Cela fait maintenant un an que Michel-Olivier a lancé son troisième livre, Histoires analogues, un ouvrage regroupant une quarantaine de courts textes qui tournent tous autour de la musique, plus spécifiquement des disques vinyles ou vintage. Originellement publiées dans la revue Urbania, il était entendu d’entrée de jeu que ses chroniques deviendraient un livre. Michel-Olivier ne souhaitait pas faire de la critique musicale, mais plutôt plonger dans ce que ses sujets évoquaient pour lui.
Comme le titre l’indique, il s’agit d’histoires et non de recensions ou de compte-rendu. C’est d’ailleurs le potentiel évocateur des disques donc il parle qui a déterminé leur choix, beaucoup plus que son appréciation des musiques ou des textes. Il parle même de titres qu’il n’a pas aimés mais qui ont quand même été significatifs dans sa vie.
Michel-Olivier Gasse se défend d’être un collectionneur. Pourtant il l’est. Sans l’être. Il l’est parce qu’il est toujours à l’affût d’une trouvaille, la rareté à petit prix qu’il déniche dans une friperie ou chez un obscur disquaire. Il ne l’est pas dans le sens où il ne tient pas une liste d’objets qu’il doit posséder à n’importe quel prix; il ne veut pas non plus se retrouver «célibataire dans un demi-sous-sol de Saint-Léonard avec la plus envieuse collection (de vinyles) au nord du Mississipi». Autrement dit, la modération a toujours meilleur goût, dans tous les domaines. Il reste que son salon et son bureau comptent plusieurs centaines de vinyles (les CD sont ailleurs) méticuleusement classés par genre, titre et interprète.
Histoires analogues est donc un livre sur la musique? Oui et non. C’est plutôt un objet singulier qui raconte ce que son auteur a ressenti, vécu, subi, éprouvé en achetant, écoutant ou découvrant, tel artiste, ou tel titre. Dans son texte sur les Beatles, par exemple, il raconte une conversation avec Hubert, un collectionneur compulsif qui, à son corps défendant, doit faire le ménage dans sa collection et qui va lui vendre Magical Mystery Tour que Michel-Olivier n’apprécie pas particulièrement et qu’il ne voulait même pas acheter.
Michel-Olivier nous parle surtout de lui-même dans son livre: les vinyles lui servent d’entrée en matière, de prétexte si on veut. On en apprend beaucoup plus sur lui que sur Nick Waterhouse par exemple ou Zooey Deschanel, objet de ses fantasmes de jeune adulte et qui a perdu son aura lors d’un concert live à la salle Wilfrid-Pelletier. «C’tu moi ou si c’est plate en asti?» demande-t-il à Vincent Vallières, son complice depuis toujours. Et c’est ainsi que tombent les idoles.

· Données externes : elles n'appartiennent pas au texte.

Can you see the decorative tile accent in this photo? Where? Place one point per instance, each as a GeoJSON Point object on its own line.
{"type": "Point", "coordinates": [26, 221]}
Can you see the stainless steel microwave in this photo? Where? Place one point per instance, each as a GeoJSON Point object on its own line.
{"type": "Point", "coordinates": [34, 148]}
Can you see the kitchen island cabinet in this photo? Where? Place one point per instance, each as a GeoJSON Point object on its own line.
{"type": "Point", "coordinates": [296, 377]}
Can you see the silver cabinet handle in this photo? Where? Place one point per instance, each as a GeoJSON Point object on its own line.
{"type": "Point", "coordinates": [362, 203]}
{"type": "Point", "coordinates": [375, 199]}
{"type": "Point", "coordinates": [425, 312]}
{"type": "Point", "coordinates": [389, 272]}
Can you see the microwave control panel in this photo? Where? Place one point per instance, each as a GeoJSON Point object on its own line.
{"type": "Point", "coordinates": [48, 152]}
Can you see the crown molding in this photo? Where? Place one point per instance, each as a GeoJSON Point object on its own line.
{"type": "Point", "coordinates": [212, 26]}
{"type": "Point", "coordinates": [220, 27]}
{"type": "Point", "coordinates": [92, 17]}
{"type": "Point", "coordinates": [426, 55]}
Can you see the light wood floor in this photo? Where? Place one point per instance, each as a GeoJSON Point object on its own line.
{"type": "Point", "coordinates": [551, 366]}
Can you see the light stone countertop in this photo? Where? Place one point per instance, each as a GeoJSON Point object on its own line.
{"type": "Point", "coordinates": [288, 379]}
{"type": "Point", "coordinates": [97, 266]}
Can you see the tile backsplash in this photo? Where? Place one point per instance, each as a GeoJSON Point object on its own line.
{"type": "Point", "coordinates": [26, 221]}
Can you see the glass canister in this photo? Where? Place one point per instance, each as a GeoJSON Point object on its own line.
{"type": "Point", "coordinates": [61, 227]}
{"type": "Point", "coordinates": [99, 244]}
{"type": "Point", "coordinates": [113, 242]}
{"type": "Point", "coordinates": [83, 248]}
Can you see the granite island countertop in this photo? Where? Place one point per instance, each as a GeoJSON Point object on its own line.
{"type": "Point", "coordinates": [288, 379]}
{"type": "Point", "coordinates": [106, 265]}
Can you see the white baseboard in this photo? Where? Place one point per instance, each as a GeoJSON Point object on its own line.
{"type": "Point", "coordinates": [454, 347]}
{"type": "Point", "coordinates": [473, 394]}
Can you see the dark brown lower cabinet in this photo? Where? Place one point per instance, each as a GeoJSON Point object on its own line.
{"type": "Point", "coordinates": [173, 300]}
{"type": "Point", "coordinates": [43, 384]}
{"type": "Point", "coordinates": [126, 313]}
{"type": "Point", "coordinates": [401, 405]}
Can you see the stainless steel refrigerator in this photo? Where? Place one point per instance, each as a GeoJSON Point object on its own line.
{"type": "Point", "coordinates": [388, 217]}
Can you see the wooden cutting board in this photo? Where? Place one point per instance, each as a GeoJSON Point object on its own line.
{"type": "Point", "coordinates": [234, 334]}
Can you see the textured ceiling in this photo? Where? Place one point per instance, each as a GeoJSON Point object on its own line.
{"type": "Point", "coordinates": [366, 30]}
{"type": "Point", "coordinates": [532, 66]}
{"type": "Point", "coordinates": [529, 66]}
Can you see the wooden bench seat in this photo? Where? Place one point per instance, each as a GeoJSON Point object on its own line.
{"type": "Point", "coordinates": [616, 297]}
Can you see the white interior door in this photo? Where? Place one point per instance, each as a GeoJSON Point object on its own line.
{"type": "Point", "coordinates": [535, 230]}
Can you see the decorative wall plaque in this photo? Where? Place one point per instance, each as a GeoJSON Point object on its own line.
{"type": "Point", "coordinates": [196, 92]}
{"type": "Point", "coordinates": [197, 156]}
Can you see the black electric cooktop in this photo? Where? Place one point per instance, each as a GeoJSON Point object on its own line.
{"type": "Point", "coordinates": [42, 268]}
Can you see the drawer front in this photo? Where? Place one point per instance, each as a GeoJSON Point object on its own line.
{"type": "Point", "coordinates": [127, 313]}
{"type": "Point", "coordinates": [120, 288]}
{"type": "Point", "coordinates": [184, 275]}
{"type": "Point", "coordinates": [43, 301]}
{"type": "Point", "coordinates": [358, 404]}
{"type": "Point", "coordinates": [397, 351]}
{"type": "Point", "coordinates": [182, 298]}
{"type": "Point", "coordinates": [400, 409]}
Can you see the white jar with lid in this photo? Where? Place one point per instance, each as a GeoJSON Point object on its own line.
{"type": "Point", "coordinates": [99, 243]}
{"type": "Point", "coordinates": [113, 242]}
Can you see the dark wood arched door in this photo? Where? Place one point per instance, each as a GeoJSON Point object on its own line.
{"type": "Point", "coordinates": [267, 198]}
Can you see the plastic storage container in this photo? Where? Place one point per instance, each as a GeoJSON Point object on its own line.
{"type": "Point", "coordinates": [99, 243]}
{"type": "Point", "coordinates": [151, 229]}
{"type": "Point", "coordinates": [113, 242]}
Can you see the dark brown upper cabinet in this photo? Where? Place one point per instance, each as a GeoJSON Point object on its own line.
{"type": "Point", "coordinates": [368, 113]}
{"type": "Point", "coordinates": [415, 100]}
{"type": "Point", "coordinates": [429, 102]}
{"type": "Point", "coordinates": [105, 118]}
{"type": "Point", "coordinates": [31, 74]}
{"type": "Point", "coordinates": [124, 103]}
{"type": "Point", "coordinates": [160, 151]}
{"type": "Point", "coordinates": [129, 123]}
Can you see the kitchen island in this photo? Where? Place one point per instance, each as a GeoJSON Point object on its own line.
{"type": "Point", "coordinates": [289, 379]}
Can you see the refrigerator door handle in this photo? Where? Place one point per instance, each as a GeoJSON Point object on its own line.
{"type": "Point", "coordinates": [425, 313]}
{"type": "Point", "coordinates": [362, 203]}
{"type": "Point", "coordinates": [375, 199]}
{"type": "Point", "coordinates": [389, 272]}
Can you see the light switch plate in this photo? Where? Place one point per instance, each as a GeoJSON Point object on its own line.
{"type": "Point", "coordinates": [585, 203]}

Pourtant, il prétend que son prochain livre sera encore plus personnel. «Je ne suis pas l’écrivain que je souhaiterais être», dit-il. À quoi on pourrait ajouter «pas encore». Parce que cela viendra sans doute un jour.
Michel-Olivier Gasse est-il modeste ou sage? Il avoue dans le premier texte sur Sade (la chanteuse lumineuse, pas le sombre marquis) qu’il ne «cherche pas à écrire comme Carver ou Djian». Et en conversation, il se considère comme un honnête bassiste, «mais il y en a plusieurs qui sont meilleur que moi».
De sa formation musicale il reconnaît les lacunes, si tant est qu’on peut tenir pour telles des études axées davantage sur la pop qu’en classique. Pourtant, dans Histoires analogues, il glisse un mot sur Stockhausen, Schönberg et Pierre Boulez, trois figures importantes de la musique sérielle et dodécaphonique (de beau grands mots pour parler d’une certaine musique contemporaine dite sérieuse qui constitue «en somme, un sale moment à passer pour bien du monde») et qui en dépit de cette austérité a trouvé «le tour de (l)’émouvoir». Il consacre aussi un petit texte à Tomita qui a traduit en musique électronique les Tableaux d’une exposition de Moussorsky, dont il dit en conclusion qu’il était «content quand la fin est arrivée, ce n’était pas si bon que ça».
En fin de volume, on trouve un texte qui ne faisait pas partie des chroniques originelles. Boucanus raconte l’histoire d’un ex-producteur de jazz devenu marchand de disques qui, au bord de la faillite, se voit contraint de vendre des ticheurtes aux armes de groupes pop à la mode afin d’attirer une jeune clientèle et de garder ses propres narines en dehors de l’eau. Le personnage n’est pas très sympathique, mais le récit est néanmoins touchant.
En somme, ce qui intéresse Michel-Olivier Gasse dans la vie comme dans son œuvre, c’est l’être humain. La musique n’est qu’un prétexte.